Using pickleclip is as simple as copying and pasting text:

In [1]: import pickleclip as picklec

In [2]: picklec.copy({'hello': 'world'})

In [3]: picklec.paste()
Out[3]: {'hello': 'world'}

To copy functions or any object that the native pickle package can't handle, use dillcopy/dillpaste (it'll use dill instead of pickle):

In [1]: import pickleclip as picklec

In [2]: def add(x, y):
   ...:     return x + y

In [3]: picklec.dillcopy(add)

In [4]: picklec.dillpaste()
Out[4]: <function __main__.add>

In [5]: picklec.dillpaste()(5, 10)
Out[5]: 15

Pickleclip will copy any python object supported by pickle (or dill) into your clipboard. You can paste it anywhere you'd like (in another shell, for instance), as long as you use the pickleclip.paste function.

Copying from Python 3 to Python 2 using pickle

To get Python 3 objects to unpickle on Python 2, specify protocol=2 when copying. Although pickle will try to map the new Python 3 names to the old module names used in Python 2, so that the pickle data stream is readable with Python 2, this does not come without limitations.

Going from Python 2 to Python 3 is even less trivial, and will mostly only work for the simplest cases.

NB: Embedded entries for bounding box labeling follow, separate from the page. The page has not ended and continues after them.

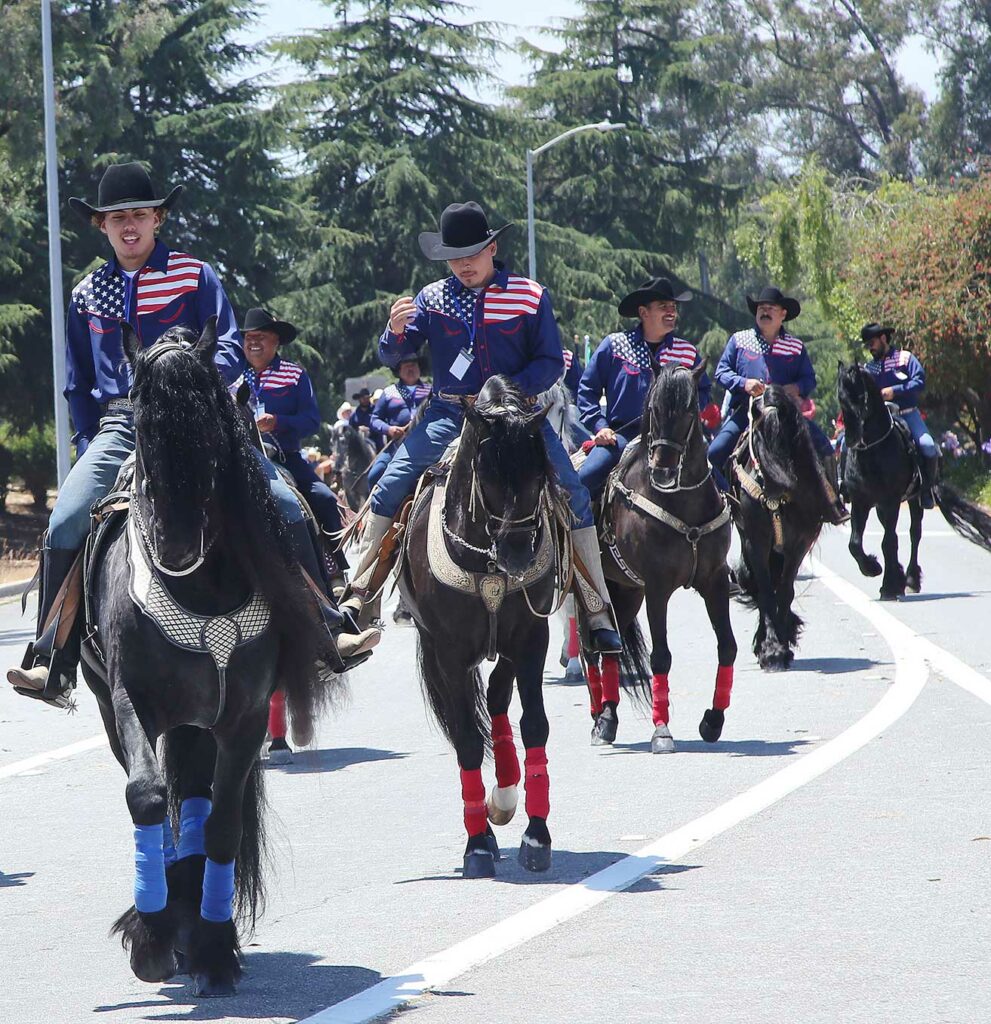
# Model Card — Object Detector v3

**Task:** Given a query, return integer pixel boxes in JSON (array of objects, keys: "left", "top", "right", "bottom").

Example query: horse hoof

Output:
[
  {"left": 518, "top": 836, "right": 551, "bottom": 871},
  {"left": 592, "top": 715, "right": 619, "bottom": 746},
  {"left": 650, "top": 724, "right": 675, "bottom": 754},
  {"left": 485, "top": 825, "right": 503, "bottom": 863},
  {"left": 192, "top": 974, "right": 238, "bottom": 999},
  {"left": 698, "top": 708, "right": 726, "bottom": 743},
  {"left": 485, "top": 785, "right": 519, "bottom": 825},
  {"left": 462, "top": 850, "right": 496, "bottom": 879}
]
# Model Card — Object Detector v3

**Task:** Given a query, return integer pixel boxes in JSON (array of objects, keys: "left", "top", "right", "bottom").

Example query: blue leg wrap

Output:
[
  {"left": 177, "top": 797, "right": 213, "bottom": 860},
  {"left": 162, "top": 814, "right": 178, "bottom": 868},
  {"left": 200, "top": 857, "right": 234, "bottom": 924},
  {"left": 134, "top": 825, "right": 169, "bottom": 913}
]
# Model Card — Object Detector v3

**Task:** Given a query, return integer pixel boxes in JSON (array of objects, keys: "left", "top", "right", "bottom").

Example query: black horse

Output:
[
  {"left": 730, "top": 384, "right": 830, "bottom": 671},
  {"left": 589, "top": 365, "right": 736, "bottom": 754},
  {"left": 836, "top": 362, "right": 922, "bottom": 601},
  {"left": 331, "top": 423, "right": 375, "bottom": 512},
  {"left": 82, "top": 321, "right": 333, "bottom": 995},
  {"left": 399, "top": 377, "right": 569, "bottom": 878}
]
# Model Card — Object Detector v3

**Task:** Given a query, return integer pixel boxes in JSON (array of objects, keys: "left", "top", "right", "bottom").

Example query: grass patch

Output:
[{"left": 943, "top": 456, "right": 991, "bottom": 509}]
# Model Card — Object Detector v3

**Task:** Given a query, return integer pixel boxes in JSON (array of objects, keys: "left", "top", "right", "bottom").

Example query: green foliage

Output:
[{"left": 0, "top": 423, "right": 56, "bottom": 509}]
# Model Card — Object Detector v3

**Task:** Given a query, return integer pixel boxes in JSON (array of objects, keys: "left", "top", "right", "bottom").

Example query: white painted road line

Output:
[
  {"left": 300, "top": 562, "right": 929, "bottom": 1024},
  {"left": 0, "top": 735, "right": 106, "bottom": 781}
]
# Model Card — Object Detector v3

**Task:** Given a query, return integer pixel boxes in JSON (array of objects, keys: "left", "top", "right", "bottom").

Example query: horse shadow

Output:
[
  {"left": 603, "top": 734, "right": 812, "bottom": 758},
  {"left": 394, "top": 846, "right": 700, "bottom": 893},
  {"left": 93, "top": 947, "right": 383, "bottom": 1021},
  {"left": 790, "top": 657, "right": 878, "bottom": 676},
  {"left": 268, "top": 746, "right": 410, "bottom": 775}
]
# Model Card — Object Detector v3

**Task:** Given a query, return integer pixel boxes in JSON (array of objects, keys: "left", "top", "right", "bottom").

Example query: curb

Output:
[{"left": 0, "top": 577, "right": 34, "bottom": 598}]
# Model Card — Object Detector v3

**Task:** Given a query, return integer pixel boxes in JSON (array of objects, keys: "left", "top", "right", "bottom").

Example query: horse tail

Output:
[
  {"left": 619, "top": 618, "right": 650, "bottom": 703},
  {"left": 933, "top": 483, "right": 991, "bottom": 551},
  {"left": 417, "top": 635, "right": 491, "bottom": 751},
  {"left": 161, "top": 726, "right": 266, "bottom": 930}
]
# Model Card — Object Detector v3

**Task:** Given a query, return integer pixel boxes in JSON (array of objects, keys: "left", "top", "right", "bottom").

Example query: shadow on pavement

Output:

See also pickle-compat.

By default, the highest pickle protocol available to the interpreter is used. The higher the protocol used, the more recent the version of Python needed to read the pickle produced.

Python 3 shell:
In [1]: import pickleclip as picklec

In [2]: picklec.copy({'hello': 'world'}, protocol=2)
Python 2 shell:
In [1]: import pickleclip as picklec

In [2]: picklec.paste()
Out[2]: {'hello': 'world'}

Copying from different Python versions using dill

It should work fine with basic objects (str, int, float, list, set, dict...), but it won't work with nothing too "fancy", (functions, custom objects...).